Ira Winkler - Security Awareness For Dummies

I also learned how to tell when awareness efforts were doomed to failure. More important though, I learned what works and how best to implement awareness programs.

This book shows how to implement the strategy that I found (through decades of experience) actually works. It helps you cut through hype and platitudes and begin doing what actually works. Platitudes and hype sound noble, but they are frequently misleading. Some of what I describe might go against what is considered common practice; however, you must consider that common practice has led to few improvements over decades. With that in mind, consider my perspective and determine what works best for your purposes. No guarantee exists of what will or won’t work in any given situation.

Take this insight into account as you read this book and choose your own path.

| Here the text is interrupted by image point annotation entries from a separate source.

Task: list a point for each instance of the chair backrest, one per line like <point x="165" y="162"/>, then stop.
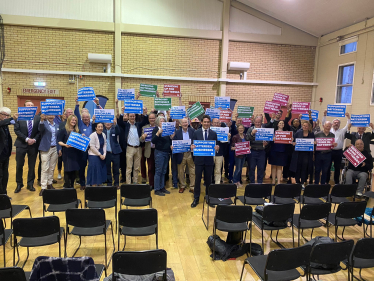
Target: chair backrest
<point x="317" y="190"/>
<point x="287" y="190"/>
<point x="331" y="253"/>
<point x="278" y="212"/>
<point x="258" y="190"/>
<point x="85" y="217"/>
<point x="100" y="193"/>
<point x="137" y="217"/>
<point x="139" y="263"/>
<point x="315" y="211"/>
<point x="36" y="227"/>
<point x="344" y="190"/>
<point x="12" y="274"/>
<point x="287" y="259"/>
<point x="233" y="213"/>
<point x="59" y="196"/>
<point x="136" y="191"/>
<point x="349" y="210"/>
<point x="222" y="190"/>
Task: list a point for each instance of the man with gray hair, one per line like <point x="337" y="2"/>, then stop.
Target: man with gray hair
<point x="5" y="146"/>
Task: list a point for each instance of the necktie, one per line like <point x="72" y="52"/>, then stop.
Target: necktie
<point x="29" y="127"/>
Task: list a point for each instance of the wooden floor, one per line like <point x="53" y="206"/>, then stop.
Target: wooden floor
<point x="181" y="233"/>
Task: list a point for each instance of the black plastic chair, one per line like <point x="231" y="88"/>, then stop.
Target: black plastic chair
<point x="309" y="218"/>
<point x="255" y="194"/>
<point x="362" y="256"/>
<point x="329" y="253"/>
<point x="36" y="232"/>
<point x="7" y="210"/>
<point x="59" y="200"/>
<point x="139" y="263"/>
<point x="4" y="237"/>
<point x="286" y="193"/>
<point x="275" y="213"/>
<point x="136" y="195"/>
<point x="280" y="264"/>
<point x="313" y="193"/>
<point x="219" y="194"/>
<point x="232" y="219"/>
<point x="103" y="197"/>
<point x="12" y="274"/>
<point x="142" y="222"/>
<point x="345" y="215"/>
<point x="88" y="222"/>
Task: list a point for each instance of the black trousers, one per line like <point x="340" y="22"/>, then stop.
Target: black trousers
<point x="336" y="158"/>
<point x="4" y="175"/>
<point x="32" y="152"/>
<point x="208" y="171"/>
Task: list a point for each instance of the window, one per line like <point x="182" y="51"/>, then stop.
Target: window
<point x="345" y="83"/>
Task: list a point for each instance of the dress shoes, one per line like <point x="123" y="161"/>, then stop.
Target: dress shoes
<point x="195" y="203"/>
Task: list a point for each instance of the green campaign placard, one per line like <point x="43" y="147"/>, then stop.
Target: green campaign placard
<point x="162" y="103"/>
<point x="195" y="110"/>
<point x="245" y="111"/>
<point x="148" y="90"/>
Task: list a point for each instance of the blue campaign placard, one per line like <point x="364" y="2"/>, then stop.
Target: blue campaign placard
<point x="204" y="148"/>
<point x="86" y="94"/>
<point x="148" y="131"/>
<point x="126" y="94"/>
<point x="222" y="133"/>
<point x="304" y="144"/>
<point x="27" y="113"/>
<point x="181" y="146"/>
<point x="52" y="108"/>
<point x="213" y="112"/>
<point x="336" y="110"/>
<point x="178" y="112"/>
<point x="222" y="102"/>
<point x="360" y="120"/>
<point x="168" y="128"/>
<point x="264" y="134"/>
<point x="104" y="115"/>
<point x="315" y="114"/>
<point x="78" y="141"/>
<point x="133" y="106"/>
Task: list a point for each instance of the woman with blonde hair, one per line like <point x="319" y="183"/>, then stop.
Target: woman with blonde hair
<point x="70" y="155"/>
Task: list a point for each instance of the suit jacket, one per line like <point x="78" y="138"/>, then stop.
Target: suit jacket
<point x="46" y="136"/>
<point x="179" y="136"/>
<point x="21" y="130"/>
<point x="204" y="160"/>
<point x="366" y="138"/>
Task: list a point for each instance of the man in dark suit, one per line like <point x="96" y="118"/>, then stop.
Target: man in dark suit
<point x="185" y="159"/>
<point x="27" y="142"/>
<point x="5" y="146"/>
<point x="203" y="163"/>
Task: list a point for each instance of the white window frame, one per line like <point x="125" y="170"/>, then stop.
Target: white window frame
<point x="337" y="79"/>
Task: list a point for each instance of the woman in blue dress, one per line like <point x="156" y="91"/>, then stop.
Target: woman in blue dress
<point x="96" y="172"/>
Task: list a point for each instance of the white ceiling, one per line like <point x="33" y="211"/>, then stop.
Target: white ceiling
<point x="317" y="17"/>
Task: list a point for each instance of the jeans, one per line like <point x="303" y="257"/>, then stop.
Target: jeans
<point x="239" y="163"/>
<point x="258" y="158"/>
<point x="161" y="162"/>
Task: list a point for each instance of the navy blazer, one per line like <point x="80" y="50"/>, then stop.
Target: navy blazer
<point x="179" y="136"/>
<point x="204" y="160"/>
<point x="46" y="136"/>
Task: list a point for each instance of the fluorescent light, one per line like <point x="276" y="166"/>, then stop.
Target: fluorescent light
<point x="39" y="84"/>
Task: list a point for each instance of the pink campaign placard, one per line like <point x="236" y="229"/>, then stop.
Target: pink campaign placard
<point x="242" y="148"/>
<point x="324" y="143"/>
<point x="284" y="137"/>
<point x="271" y="107"/>
<point x="300" y="107"/>
<point x="354" y="156"/>
<point x="282" y="99"/>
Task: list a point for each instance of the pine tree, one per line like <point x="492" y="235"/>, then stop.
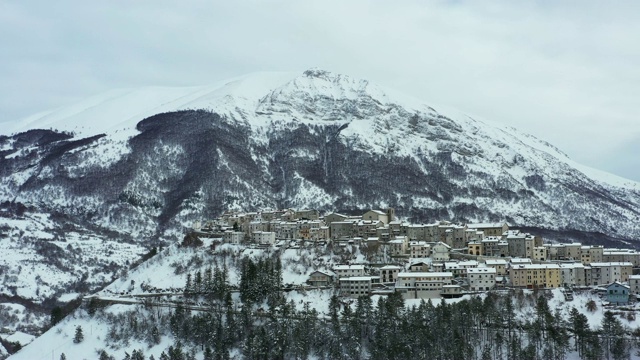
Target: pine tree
<point x="79" y="336"/>
<point x="137" y="355"/>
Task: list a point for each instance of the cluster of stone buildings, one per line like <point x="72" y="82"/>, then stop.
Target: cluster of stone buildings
<point x="487" y="255"/>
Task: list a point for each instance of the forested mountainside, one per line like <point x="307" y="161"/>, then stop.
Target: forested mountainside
<point x="86" y="190"/>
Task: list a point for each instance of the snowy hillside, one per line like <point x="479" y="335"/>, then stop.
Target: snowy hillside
<point x="102" y="182"/>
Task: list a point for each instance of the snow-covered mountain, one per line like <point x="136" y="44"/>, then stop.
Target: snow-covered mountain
<point x="128" y="169"/>
<point x="139" y="160"/>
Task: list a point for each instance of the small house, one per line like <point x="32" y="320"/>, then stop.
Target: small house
<point x="617" y="293"/>
<point x="320" y="278"/>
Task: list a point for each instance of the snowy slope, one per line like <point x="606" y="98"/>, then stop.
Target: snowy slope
<point x="133" y="167"/>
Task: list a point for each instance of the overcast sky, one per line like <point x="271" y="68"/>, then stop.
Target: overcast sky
<point x="567" y="72"/>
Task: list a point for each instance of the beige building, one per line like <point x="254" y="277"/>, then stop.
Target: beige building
<point x="459" y="268"/>
<point x="369" y="228"/>
<point x="490" y="229"/>
<point x="440" y="251"/>
<point x="540" y="253"/>
<point x="355" y="287"/>
<point x="398" y="246"/>
<point x="419" y="266"/>
<point x="572" y="274"/>
<point x="419" y="249"/>
<point x="608" y="272"/>
<point x="475" y="248"/>
<point x="320" y="278"/>
<point x="634" y="284"/>
<point x="333" y="217"/>
<point x="535" y="275"/>
<point x="343" y="271"/>
<point x="499" y="264"/>
<point x="520" y="244"/>
<point x="377" y="215"/>
<point x="481" y="279"/>
<point x="422" y="285"/>
<point x="389" y="273"/>
<point x="591" y="254"/>
<point x="342" y="229"/>
<point x="263" y="237"/>
<point x="621" y="255"/>
<point x="233" y="237"/>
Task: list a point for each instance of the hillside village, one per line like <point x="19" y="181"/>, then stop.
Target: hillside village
<point x="300" y="284"/>
<point x="441" y="259"/>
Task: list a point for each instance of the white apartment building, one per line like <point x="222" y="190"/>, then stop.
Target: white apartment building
<point x="481" y="279"/>
<point x="344" y="271"/>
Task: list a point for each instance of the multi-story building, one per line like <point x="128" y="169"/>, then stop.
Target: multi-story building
<point x="233" y="237"/>
<point x="520" y="244"/>
<point x="367" y="228"/>
<point x="490" y="229"/>
<point x="607" y="272"/>
<point x="342" y="229"/>
<point x="475" y="248"/>
<point x="419" y="249"/>
<point x="440" y="251"/>
<point x="499" y="264"/>
<point x="416" y="285"/>
<point x="389" y="273"/>
<point x="491" y="246"/>
<point x="481" y="279"/>
<point x="634" y="284"/>
<point x="589" y="254"/>
<point x="398" y="246"/>
<point x="343" y="271"/>
<point x="460" y="268"/>
<point x="319" y="234"/>
<point x="263" y="237"/>
<point x="621" y="255"/>
<point x="535" y="275"/>
<point x="355" y="286"/>
<point x="540" y="253"/>
<point x="454" y="235"/>
<point x="572" y="274"/>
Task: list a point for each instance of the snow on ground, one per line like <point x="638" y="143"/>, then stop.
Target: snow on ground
<point x="59" y="340"/>
<point x="19" y="337"/>
<point x="317" y="299"/>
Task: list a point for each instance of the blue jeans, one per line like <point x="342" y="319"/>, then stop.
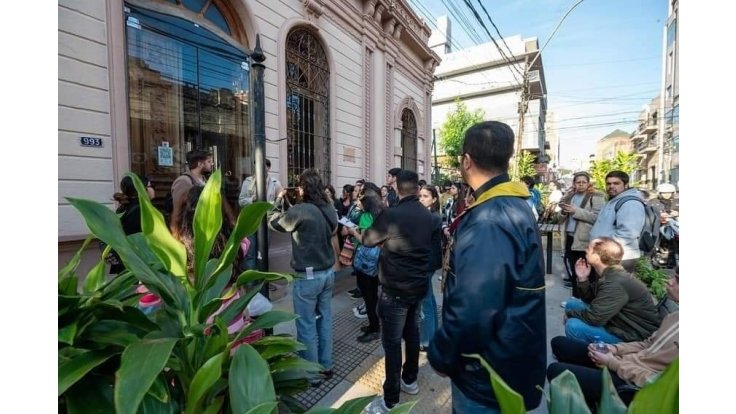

To help you choose that path and make the content more accessible, I’ve divided this book into four parts:

Part 1 , “Getting to Know Security Awareness”: An overview of the fundamental concepts and philosophies of security awareness

Part 2 , “Building a Security Awareness Program”: The building blocks of an awareness program

Part 3 , “Putting Your Security Awareness Program into Action”: Creating and implementing your program

Part 4 , “The Part of Tens”: Quick guidance for optimizing your program

The appendix provides a sample assessment questionnaire.

My fundamental assumption is that I have no assumptions except that you are interested in addressing human vulnerabilities. You may be a CISO who wants to get a handle on how to better address the most common attacks against your organization. You may run awareness programs and want to enhance your current efforts. You may have been randomly assigned to run an awareness program and have little idea where to start. Or you may simply be interested in becoming a more well-rounded cybersecurity professional. This book definitely provides a valuable addition to your knowledge base.

Regardless of your role or position in your organization, if you’re interested in addressing human vulnerabilities, you should find value in this book. I hope that you get to apply the information in a practical setting. As I finalize this manuscript, the 2021 Verizon Data Breach Investigations Report (DBIR) has been released, and it again reports that the targeting of users remains the top attack vector. It is my belief that this book can help to address this problem.

Throughout this book, icons in the margins highlight certain types of valuable information that call out for your attention. Here are the icons you encounter and a brief description of each:

The Tip icon marks tips and shortcuts you can use to make creating and running awareness programs easier.

Remember icons mark the information that’s especially important to know. Frequently, paragraphs marked with this icon reiterate information that is presented previously in the book but bears repeating in the current context.

The Technical Stuff icon marks information that is specifically practical in implementing awareness programs. It involves information specific to the execution of programs.

When you see the Warning icon, you know to watch out! This icon marks important information that may save you headaches, or at least let you know when those headaches might pop up (and why).

In addition to the abundance of information and guidance related to creating a security awareness program that we provide in this book, you gain access to even more help and information online at Dummies.com . Check out this book’s online Cheat Sheet. Just go to www.dummies.com and search for security awareness for dummies cheat sheet.

This book follows a certain flow, but — as I identify in the description of the parts of this book, and as I write in the “ Foolish Assumptions” section — you may be anywhere in the process of implementing an awareness program. For that reason, I intend for the chapters to stand alone as much as possible. Part 1of this book covers my philosophies, biases, and experience, which may help you understand the perspective of the advice I provide, but you should be able to start with any chapter that seems most relevant to you.

If you have a functional program running and want to enhance it, I recommend turning to the chapters on gamification (see Chapter 11), running phishing simulations (see Chapter 12), or metrics (see Chapter 8). Otherwise, you can skim the chapters to see which one is the most relevant to your immediate needs. You may prefer, of course, to follow the flow of the book and read from front to back.

Part 1

IN THIS PART …

See what makes security awareness work.

Avoid the pitfalls that cause security awareness programs to fail.

Get the most from what science shows about human behavior.

Chapter 1

IN THIS CHAPTER

Recognizing the importance of security awareness

Working with a security awareness program

Knowing where awareness fits within a security program

Getting why the so-called “human firewall” doesn’t work

A successful security awareness program motivates people to behave according to defined practices that decrease risk. Creating a program that successfully changes behavior throughout an organization involves more than simply communicating a bunch of facts about security awareness. Just because people are aware of a problem doesn’t mean they will act on their awareness. In other words, awareness doesn’t guarantee action. (Everyone knows that fast food isn’t the healthiest choice, but most people still eat it.) This chapter sets the foundation for understanding the issues and the solutions.

The thinking behind security awareness is that if people are aware of a problem, they’re less likely to contribute to the problem — and more likely to respond appropriately when they encounter it.

Users who are aware don’t pick up USB drives on the street and insert them into their work computers. They’re aware of their surroundings and ensure that nobody is looking over their shoulders while they’re working. They don’t connect to insecure Wi-Fi networks. They’re less likely to fall victim to phishing attacks. Essentially, users who are aware don’t initiate losses for their organizations.